Nevertheless, the influence of IR on muscle function in female rats presented a quite different pattern. While the presence of IR in young females did not impact muscle function, a significant decline in the contractile capacity of both the EDL and soleus was observed only in the aged IR group, indicating that the functional impairment of skeletal muscle in females emerges when aging and IR are present. Furthermore, although IR did not cause muscle mass loss in young male and female animals, a further decrease in muscle mass beyond the effect of aging itself was produced by the presence of IR in old female rats.
A significant difference between males and females that likely contributes to the distinct responses observed in muscle pathologies is the varying concentration of circulating hormones. Although these are not the unique determinants of sex differences in muscle health, their interactions appear to play a relevant role in muscle quality and condition [42].
In our study, aged male rats that exhibited reduced muscle mass and contractile capacity in both fast-twitch EDL and slow-twitch soleus muscle also presented lower testosterone levels compared to young animals. Previous studies have reported an impact of testosterone on muscle mass and metabolic health. With aging, decreasing testosterone levels play a key role in the reduction of muscle mass and strength [23]. This decline occurred independently of IR, suggesting that muscle mass deterioration in males is primarily driven by aging.

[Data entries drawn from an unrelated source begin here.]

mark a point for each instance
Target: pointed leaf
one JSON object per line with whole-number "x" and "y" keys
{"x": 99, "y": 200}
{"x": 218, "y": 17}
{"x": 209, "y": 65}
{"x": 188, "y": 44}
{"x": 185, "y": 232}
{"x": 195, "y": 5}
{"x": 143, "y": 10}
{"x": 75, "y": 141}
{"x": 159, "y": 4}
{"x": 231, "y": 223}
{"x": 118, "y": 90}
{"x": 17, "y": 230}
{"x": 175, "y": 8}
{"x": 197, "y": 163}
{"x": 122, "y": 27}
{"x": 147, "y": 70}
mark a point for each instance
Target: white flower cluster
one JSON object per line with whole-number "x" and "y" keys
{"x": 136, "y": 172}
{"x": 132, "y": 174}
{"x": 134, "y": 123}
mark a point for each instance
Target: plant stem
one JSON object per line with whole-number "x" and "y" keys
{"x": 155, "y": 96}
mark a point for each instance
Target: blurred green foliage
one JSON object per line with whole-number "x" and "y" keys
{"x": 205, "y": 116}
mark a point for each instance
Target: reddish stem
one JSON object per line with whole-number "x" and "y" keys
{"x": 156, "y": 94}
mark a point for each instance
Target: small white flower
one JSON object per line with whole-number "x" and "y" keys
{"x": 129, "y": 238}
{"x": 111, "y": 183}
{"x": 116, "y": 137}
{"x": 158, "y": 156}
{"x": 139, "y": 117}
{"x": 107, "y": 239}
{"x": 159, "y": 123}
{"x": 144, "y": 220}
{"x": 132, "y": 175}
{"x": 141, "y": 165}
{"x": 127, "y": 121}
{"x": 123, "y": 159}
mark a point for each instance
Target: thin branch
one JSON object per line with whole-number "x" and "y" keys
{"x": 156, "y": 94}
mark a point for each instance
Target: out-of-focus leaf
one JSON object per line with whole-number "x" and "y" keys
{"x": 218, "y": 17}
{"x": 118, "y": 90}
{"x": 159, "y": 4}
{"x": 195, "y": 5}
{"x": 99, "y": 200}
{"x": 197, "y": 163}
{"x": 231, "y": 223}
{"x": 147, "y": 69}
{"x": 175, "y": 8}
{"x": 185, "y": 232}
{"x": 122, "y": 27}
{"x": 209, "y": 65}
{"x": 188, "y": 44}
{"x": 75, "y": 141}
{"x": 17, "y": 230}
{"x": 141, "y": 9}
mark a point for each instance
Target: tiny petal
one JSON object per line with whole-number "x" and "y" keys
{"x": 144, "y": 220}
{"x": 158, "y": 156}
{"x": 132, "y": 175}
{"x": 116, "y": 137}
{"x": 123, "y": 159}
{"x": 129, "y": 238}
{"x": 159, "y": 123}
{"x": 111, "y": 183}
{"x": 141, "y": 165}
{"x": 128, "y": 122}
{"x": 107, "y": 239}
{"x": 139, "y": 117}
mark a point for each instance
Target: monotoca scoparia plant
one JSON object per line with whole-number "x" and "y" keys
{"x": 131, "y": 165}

Notably, female rats displayed muscle function impairment only when IR was concomitant to aging, a situation that significantly aggravated the muscle mass loss related to aging itself. Interestingly, it is only in these aged and insulin-resistant female rats that the levels of estradiol significantly decreased, suggesting that hormone decline associated with IR may be a decisive factor in functional impairment in aged animals. In line with this, a positive association between E1, the predominant estrogen type after menopause, and the loss of muscle strength has been reported [43]. Notably, age-related changes in muscle contractility were observed in female mice, with soleus muscle quality declining around the age of ovarian failure [32]. Furthermore, ovariectomy in aged female rats was shown to decrease exercise capacity and to reduce the contractile force of the soleus muscle in response to electrical stimulation [44], supporting the determinant role of estrogen loss in promoting muscle dysfunction in aged females. On the other hand, IR seems to be related to a decrease in estrogen plasma levels caused by the loss of gonadal function [45]. These results suggest that, in females, IR may impair functional decline in aged animals, possibly through alterations in the hormonal environment, highlighting the protective role of estrogens in muscle quality [42] and supporting the hypothesis of a synergistic effect among aging, metabolic dysfunction, and hormonal influences [21,23].
Moreover, neither aging nor IR significantly affected caffeine-induced muscle contraction in either the EDL or soleus across all groups evaluated. Since caffeine acts directly on ryanodine receptors in the sarcoplasmic reticulum independently of neuromuscular coupling [46], these findings suggest the absence of a defect in sarcomere-based contraction mechanisms. Therefore, the observed muscle dysfunctions are more likely attributed to impairments in neuromuscular function or upstream signaling rather than intrinsic defects in the contractile machinery itself. In line with this, age-related changes in the neuromuscular junction are increasingly recognized as a key factor in the decline of musculoskeletal function with aging [47].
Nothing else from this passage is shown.